Si l’adaptation d’une technique aux pratiques culturelles ou sociales d’une communauté restait difficile à évaluer, la pertinence qu’il y avait à l’utiliser en fonction des qualités climatiques et géographiques d’une localité pouvait être évaluée sur des bases objectives en fonction des ressources qu’elle mobilisait. Bien que Rybczynski affirme qu’il « n’est pas possible de définir a priori des critères d’appropriation » (Rybczynski, 1983, p. 136), du point de vue géographique, il est tout à fait possible d’évaluer le degré d’adéquation d’une technique. En ce qui concerne les techniques solaires passives, certains types de serre ou de capteur à air vont être mieux adaptés au captage du rayonnement solaire diffus des climats tempérés humides, tandis que d’autres seront plus appropriés au climat méditerranéen, où l’ensoleillement direct est abondant (Hurpy et Nicolas, 1981 ; Gaillard, 2021). Dans ce cas, les critères d’appropriation peuvent être objectivement définis a priori et concernent la performance de ces techniques par rapport au gisement solaire disponible.
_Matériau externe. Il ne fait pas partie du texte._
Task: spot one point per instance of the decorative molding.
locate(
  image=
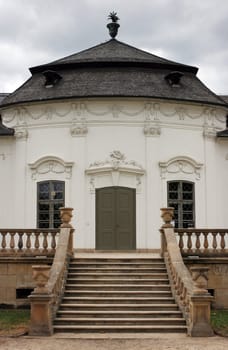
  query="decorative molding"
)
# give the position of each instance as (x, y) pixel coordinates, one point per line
(115, 161)
(152, 111)
(78, 129)
(180, 164)
(21, 133)
(51, 164)
(115, 170)
(151, 129)
(219, 269)
(209, 132)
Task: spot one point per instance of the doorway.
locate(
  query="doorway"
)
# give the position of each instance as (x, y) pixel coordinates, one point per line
(115, 218)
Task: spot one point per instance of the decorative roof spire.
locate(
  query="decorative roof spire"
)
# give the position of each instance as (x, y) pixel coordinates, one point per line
(113, 26)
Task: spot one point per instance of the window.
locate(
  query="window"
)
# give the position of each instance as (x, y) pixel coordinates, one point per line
(50, 197)
(181, 198)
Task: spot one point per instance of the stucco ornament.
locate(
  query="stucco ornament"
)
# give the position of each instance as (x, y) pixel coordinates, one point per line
(116, 160)
(180, 164)
(115, 171)
(51, 164)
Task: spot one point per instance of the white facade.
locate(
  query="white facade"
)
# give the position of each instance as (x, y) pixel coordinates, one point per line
(96, 143)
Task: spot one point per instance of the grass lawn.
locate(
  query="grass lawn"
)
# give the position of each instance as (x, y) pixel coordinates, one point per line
(14, 322)
(219, 321)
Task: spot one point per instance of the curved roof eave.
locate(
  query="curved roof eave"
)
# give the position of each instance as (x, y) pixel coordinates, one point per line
(64, 98)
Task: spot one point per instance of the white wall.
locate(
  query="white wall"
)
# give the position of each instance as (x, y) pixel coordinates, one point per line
(84, 132)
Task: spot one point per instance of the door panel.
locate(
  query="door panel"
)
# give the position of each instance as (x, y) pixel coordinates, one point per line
(115, 218)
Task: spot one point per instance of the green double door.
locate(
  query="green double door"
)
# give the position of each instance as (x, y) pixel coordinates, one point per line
(115, 218)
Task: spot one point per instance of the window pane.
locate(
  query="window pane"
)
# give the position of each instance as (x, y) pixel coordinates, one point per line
(187, 187)
(173, 186)
(187, 195)
(173, 195)
(50, 199)
(181, 198)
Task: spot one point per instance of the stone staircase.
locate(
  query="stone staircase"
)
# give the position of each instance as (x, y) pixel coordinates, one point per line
(118, 294)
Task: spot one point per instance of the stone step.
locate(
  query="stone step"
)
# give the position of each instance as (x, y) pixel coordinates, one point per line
(85, 281)
(122, 270)
(116, 264)
(121, 328)
(117, 286)
(116, 260)
(107, 307)
(117, 275)
(118, 321)
(111, 300)
(118, 293)
(119, 314)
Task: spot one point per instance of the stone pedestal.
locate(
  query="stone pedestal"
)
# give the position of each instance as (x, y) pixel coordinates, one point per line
(41, 318)
(200, 316)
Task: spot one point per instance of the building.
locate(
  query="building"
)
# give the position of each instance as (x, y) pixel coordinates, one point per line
(116, 133)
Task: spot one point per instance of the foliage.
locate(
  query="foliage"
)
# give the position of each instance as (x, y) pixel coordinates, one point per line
(219, 321)
(113, 17)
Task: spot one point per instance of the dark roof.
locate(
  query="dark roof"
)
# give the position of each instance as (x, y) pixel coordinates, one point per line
(224, 98)
(113, 69)
(2, 96)
(224, 133)
(4, 131)
(112, 51)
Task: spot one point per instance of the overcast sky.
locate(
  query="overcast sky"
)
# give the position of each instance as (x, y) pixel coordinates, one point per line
(34, 32)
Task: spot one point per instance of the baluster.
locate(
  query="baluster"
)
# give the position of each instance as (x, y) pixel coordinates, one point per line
(197, 240)
(181, 242)
(28, 240)
(205, 244)
(4, 240)
(222, 242)
(214, 241)
(45, 242)
(20, 241)
(37, 243)
(189, 241)
(12, 240)
(53, 240)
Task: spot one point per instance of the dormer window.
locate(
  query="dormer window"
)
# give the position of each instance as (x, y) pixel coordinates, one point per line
(52, 78)
(174, 78)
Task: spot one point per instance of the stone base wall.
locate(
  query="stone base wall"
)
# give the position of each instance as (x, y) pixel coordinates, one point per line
(17, 274)
(217, 278)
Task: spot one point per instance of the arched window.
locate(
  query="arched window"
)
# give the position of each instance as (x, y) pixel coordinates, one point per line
(50, 197)
(181, 197)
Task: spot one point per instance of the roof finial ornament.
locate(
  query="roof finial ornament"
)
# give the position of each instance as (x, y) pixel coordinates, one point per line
(113, 26)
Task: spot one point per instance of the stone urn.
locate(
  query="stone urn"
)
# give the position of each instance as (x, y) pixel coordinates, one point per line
(65, 216)
(113, 26)
(167, 215)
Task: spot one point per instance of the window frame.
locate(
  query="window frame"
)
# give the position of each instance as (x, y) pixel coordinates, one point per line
(51, 202)
(180, 202)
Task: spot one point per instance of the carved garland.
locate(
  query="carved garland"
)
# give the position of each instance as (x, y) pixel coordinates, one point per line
(180, 164)
(51, 164)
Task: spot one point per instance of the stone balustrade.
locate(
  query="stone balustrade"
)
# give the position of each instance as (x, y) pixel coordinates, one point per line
(28, 242)
(202, 242)
(50, 281)
(189, 290)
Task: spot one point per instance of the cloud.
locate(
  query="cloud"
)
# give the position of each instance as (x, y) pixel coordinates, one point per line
(35, 32)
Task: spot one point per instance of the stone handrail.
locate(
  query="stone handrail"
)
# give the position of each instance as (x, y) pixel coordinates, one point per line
(203, 242)
(29, 242)
(189, 291)
(50, 282)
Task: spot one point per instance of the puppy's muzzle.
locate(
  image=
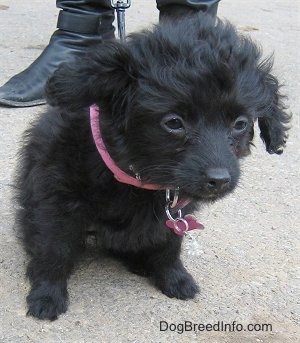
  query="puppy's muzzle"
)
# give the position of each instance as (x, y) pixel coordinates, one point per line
(217, 180)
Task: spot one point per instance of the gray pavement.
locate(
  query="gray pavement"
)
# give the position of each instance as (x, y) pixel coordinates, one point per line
(248, 271)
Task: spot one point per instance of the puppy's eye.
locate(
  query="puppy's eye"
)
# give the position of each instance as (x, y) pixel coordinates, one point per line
(173, 123)
(240, 125)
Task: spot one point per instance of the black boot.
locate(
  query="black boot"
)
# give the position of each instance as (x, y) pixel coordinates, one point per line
(81, 23)
(175, 9)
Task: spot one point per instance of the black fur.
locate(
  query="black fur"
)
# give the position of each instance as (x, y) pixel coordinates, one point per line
(169, 100)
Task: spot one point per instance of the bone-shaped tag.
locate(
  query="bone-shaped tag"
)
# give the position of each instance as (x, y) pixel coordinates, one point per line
(181, 225)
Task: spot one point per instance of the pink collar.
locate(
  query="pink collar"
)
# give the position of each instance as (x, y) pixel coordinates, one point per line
(119, 174)
(180, 225)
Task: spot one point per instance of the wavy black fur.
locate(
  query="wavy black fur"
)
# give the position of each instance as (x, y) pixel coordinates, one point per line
(214, 84)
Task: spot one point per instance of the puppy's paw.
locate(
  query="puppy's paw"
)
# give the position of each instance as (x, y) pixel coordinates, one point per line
(177, 283)
(47, 302)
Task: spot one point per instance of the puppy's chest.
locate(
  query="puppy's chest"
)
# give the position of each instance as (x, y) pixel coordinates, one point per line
(131, 227)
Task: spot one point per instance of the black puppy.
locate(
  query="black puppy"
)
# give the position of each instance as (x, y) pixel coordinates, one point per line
(174, 110)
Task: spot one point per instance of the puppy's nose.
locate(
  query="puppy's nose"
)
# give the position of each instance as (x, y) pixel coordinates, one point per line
(217, 179)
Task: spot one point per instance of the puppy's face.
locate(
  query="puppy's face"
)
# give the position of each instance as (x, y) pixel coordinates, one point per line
(178, 104)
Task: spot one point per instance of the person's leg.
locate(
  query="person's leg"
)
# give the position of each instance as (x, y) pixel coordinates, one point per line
(81, 23)
(173, 9)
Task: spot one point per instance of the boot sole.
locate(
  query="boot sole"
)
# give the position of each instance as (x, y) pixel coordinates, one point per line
(12, 103)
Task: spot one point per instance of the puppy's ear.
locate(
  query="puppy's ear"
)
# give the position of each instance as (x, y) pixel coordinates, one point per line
(273, 120)
(100, 76)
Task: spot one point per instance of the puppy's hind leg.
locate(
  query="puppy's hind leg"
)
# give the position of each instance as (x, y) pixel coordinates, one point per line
(53, 245)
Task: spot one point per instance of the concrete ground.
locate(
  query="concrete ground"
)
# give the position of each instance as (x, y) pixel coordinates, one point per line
(248, 269)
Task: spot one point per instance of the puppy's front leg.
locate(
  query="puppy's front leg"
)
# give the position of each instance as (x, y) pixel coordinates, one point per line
(169, 274)
(53, 248)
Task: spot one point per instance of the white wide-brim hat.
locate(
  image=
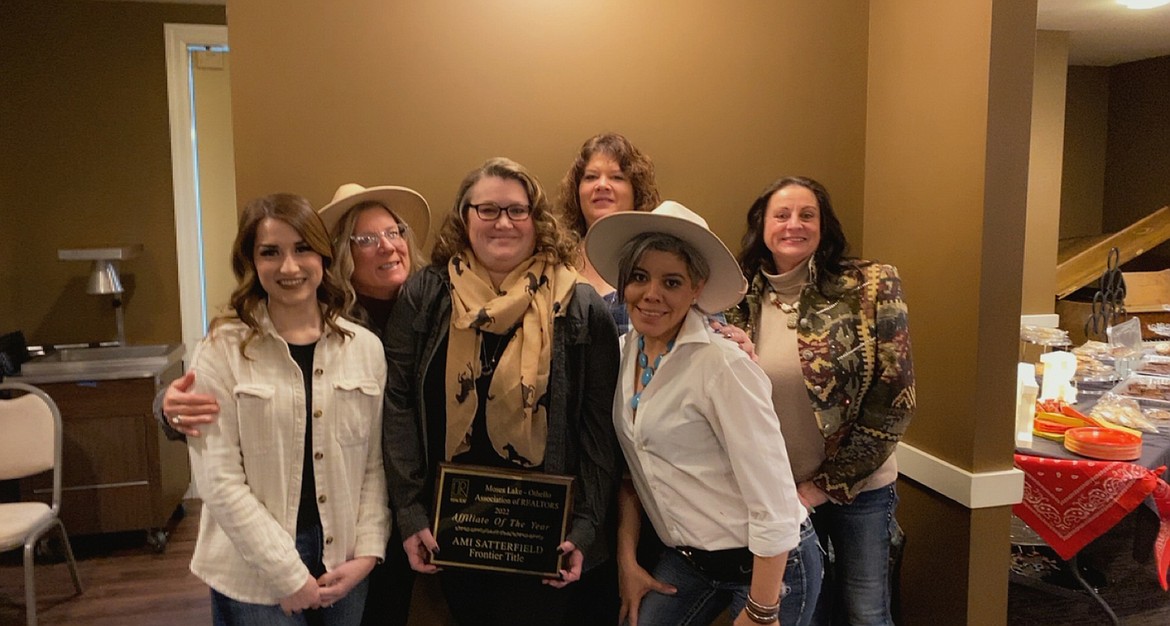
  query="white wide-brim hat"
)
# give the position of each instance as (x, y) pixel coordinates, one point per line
(406, 204)
(605, 239)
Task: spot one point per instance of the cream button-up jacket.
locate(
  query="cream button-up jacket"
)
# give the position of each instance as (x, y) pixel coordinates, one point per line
(248, 463)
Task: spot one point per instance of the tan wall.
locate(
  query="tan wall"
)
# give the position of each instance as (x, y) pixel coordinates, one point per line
(84, 160)
(1045, 164)
(947, 159)
(1137, 158)
(420, 93)
(1086, 132)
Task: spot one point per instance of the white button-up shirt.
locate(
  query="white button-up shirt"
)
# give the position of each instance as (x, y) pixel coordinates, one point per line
(248, 463)
(706, 451)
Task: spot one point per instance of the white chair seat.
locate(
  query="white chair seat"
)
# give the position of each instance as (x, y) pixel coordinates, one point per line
(18, 518)
(31, 444)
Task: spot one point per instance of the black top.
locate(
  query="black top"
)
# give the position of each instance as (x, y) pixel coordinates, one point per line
(308, 516)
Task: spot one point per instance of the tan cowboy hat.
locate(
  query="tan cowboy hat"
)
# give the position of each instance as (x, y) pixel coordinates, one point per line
(406, 204)
(605, 239)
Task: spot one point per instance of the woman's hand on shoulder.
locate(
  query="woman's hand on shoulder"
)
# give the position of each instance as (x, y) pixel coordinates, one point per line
(187, 411)
(736, 335)
(419, 548)
(573, 558)
(341, 582)
(634, 583)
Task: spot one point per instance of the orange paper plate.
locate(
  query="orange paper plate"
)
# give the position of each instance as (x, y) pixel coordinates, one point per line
(1102, 437)
(1106, 444)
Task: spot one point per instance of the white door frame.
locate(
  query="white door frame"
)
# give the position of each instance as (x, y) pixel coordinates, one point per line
(187, 229)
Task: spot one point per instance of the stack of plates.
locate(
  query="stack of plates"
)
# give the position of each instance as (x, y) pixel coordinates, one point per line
(1105, 444)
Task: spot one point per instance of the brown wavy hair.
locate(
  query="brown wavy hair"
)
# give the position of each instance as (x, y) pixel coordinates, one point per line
(296, 212)
(634, 164)
(551, 235)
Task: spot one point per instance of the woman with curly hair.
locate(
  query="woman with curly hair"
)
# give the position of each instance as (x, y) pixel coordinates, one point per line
(500, 356)
(610, 174)
(294, 492)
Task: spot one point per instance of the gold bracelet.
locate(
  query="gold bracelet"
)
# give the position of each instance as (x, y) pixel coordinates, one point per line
(761, 613)
(761, 618)
(763, 607)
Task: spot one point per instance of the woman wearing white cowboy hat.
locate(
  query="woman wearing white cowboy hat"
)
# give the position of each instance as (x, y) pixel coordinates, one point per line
(376, 233)
(696, 424)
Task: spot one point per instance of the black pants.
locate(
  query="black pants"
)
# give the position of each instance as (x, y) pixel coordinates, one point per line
(391, 586)
(479, 598)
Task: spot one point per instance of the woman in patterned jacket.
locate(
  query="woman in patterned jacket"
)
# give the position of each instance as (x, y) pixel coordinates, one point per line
(831, 331)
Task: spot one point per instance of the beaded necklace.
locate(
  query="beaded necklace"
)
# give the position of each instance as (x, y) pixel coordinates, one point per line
(648, 370)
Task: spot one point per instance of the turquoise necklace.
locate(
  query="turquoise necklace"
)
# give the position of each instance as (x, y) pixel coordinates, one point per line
(648, 370)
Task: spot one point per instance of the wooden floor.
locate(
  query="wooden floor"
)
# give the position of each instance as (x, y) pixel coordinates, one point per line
(125, 582)
(128, 584)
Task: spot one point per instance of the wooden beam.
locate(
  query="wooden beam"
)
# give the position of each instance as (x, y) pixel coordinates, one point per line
(1135, 239)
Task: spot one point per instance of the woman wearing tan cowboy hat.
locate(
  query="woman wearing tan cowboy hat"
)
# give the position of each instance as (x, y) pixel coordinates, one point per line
(500, 356)
(376, 238)
(695, 420)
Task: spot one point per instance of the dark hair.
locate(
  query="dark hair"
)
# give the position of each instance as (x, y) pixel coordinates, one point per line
(550, 235)
(296, 212)
(697, 268)
(828, 259)
(633, 163)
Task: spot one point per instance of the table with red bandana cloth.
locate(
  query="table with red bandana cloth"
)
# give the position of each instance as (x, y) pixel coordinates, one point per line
(1069, 500)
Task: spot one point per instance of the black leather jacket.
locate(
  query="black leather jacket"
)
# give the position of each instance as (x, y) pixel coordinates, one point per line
(582, 440)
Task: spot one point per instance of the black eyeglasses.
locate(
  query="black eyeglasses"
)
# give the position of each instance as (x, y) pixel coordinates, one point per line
(369, 240)
(491, 212)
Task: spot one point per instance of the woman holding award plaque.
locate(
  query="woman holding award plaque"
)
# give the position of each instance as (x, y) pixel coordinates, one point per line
(499, 356)
(695, 420)
(290, 473)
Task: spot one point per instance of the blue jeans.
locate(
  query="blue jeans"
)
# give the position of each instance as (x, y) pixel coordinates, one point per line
(858, 586)
(344, 612)
(700, 599)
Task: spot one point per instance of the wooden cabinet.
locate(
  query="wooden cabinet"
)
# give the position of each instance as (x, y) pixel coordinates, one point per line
(119, 472)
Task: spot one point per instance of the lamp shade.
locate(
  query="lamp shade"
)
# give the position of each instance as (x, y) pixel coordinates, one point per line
(103, 279)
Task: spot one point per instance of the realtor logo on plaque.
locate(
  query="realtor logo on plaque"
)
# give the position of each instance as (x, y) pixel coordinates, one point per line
(500, 520)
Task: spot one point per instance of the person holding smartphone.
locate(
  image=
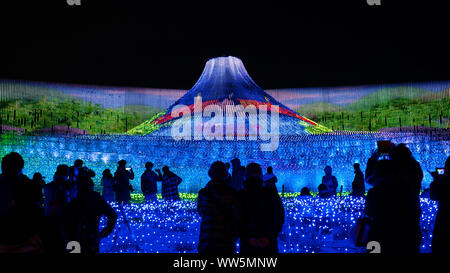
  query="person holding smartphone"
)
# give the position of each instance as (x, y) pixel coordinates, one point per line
(440, 191)
(122, 178)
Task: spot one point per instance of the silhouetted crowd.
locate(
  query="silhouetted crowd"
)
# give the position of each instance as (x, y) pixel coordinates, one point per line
(239, 203)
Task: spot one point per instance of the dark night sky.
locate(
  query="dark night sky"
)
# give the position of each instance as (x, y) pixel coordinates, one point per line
(127, 43)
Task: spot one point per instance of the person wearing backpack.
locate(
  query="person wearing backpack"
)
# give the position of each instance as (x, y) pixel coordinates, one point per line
(261, 214)
(81, 217)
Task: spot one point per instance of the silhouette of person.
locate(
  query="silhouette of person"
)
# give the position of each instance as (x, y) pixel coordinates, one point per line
(237, 174)
(23, 228)
(81, 217)
(329, 181)
(323, 192)
(170, 182)
(148, 183)
(305, 192)
(440, 191)
(122, 186)
(108, 185)
(270, 179)
(262, 214)
(38, 185)
(358, 186)
(393, 201)
(217, 206)
(56, 192)
(228, 178)
(74, 171)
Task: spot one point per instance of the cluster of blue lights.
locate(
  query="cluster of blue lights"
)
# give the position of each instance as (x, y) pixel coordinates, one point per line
(312, 225)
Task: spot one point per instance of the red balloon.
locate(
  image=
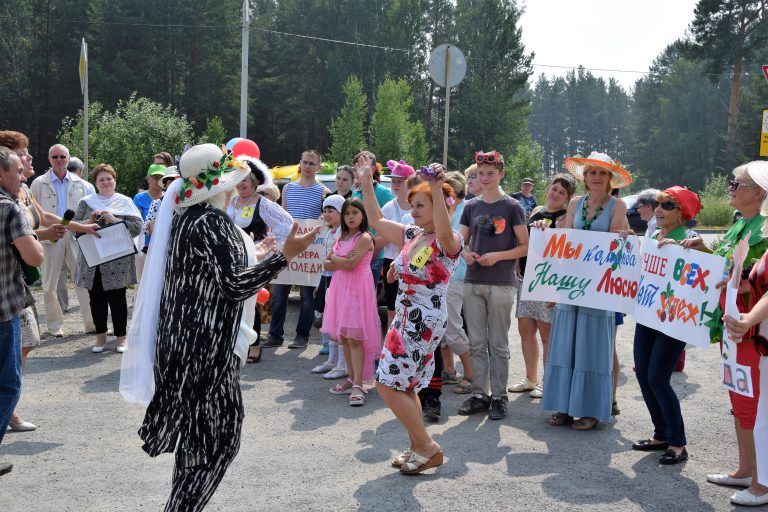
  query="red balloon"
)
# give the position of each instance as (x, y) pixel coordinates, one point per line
(246, 147)
(262, 296)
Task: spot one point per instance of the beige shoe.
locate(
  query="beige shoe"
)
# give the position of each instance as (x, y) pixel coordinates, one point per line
(523, 385)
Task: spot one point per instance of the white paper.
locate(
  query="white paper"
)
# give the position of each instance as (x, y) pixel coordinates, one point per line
(114, 240)
(736, 377)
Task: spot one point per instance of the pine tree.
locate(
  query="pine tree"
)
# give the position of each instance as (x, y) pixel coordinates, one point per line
(348, 130)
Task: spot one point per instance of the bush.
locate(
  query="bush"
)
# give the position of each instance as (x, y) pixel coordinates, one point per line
(127, 137)
(714, 197)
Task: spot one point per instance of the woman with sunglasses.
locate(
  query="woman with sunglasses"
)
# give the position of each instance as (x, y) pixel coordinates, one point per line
(579, 370)
(657, 354)
(747, 193)
(257, 216)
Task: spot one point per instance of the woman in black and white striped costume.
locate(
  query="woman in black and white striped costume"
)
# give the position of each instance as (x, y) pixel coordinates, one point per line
(197, 399)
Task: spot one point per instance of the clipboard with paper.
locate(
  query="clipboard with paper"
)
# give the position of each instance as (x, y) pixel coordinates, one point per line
(116, 242)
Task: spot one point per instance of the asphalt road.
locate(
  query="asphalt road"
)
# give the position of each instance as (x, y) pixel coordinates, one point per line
(305, 449)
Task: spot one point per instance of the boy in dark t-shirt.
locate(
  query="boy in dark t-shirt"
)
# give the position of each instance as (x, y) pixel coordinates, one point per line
(495, 237)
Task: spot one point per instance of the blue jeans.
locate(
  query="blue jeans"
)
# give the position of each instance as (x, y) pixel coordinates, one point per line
(10, 370)
(280, 306)
(656, 355)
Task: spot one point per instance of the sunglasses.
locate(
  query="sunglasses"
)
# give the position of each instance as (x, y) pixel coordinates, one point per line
(669, 205)
(488, 158)
(734, 185)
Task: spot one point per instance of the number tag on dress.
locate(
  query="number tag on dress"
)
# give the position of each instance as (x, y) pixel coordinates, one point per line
(420, 258)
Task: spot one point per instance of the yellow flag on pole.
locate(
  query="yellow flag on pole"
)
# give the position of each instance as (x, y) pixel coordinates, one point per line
(83, 68)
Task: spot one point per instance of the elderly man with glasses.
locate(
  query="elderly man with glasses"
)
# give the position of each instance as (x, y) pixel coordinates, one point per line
(57, 191)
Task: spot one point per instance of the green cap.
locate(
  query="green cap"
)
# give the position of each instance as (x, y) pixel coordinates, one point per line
(156, 170)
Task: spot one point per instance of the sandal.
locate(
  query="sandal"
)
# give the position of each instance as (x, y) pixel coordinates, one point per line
(402, 458)
(253, 359)
(584, 423)
(450, 378)
(464, 386)
(340, 389)
(417, 463)
(560, 418)
(357, 400)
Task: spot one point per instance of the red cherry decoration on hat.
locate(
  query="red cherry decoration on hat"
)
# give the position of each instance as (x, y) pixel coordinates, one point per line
(245, 147)
(262, 296)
Conclusion : l’actualité des technologies appropriées
Ces débats des années 1970 peuvent paraître anachroniques compte tenu de l’effacement du concept de « technologie appropriée », que la notion de « low tech » tend à remplacer aujourd’hui. À travers l’exemple de l’énergie solaire, nous avons essayé de montrer que l’ambition des promoteurs des technologies appropriées n’était pas seulement politique. Il s’agissait de repenser la distribution géographique des techniques en fonction de leur adéquation aux ressources matérielles, écologiques et climatiques du lieu où elles doivent être implantées ou utilisées. Selon les promoteurs de ces technologies, la répartition de ces ressources devrait correspondre à la distribution des techniques. Ces sujets sont toujours d’actualité à l’heure où les politiques de transition énergétique sont souvent pensées à l’échelle nationale et négligent les singularités climatiques des différentes régions de la France métropolitaine.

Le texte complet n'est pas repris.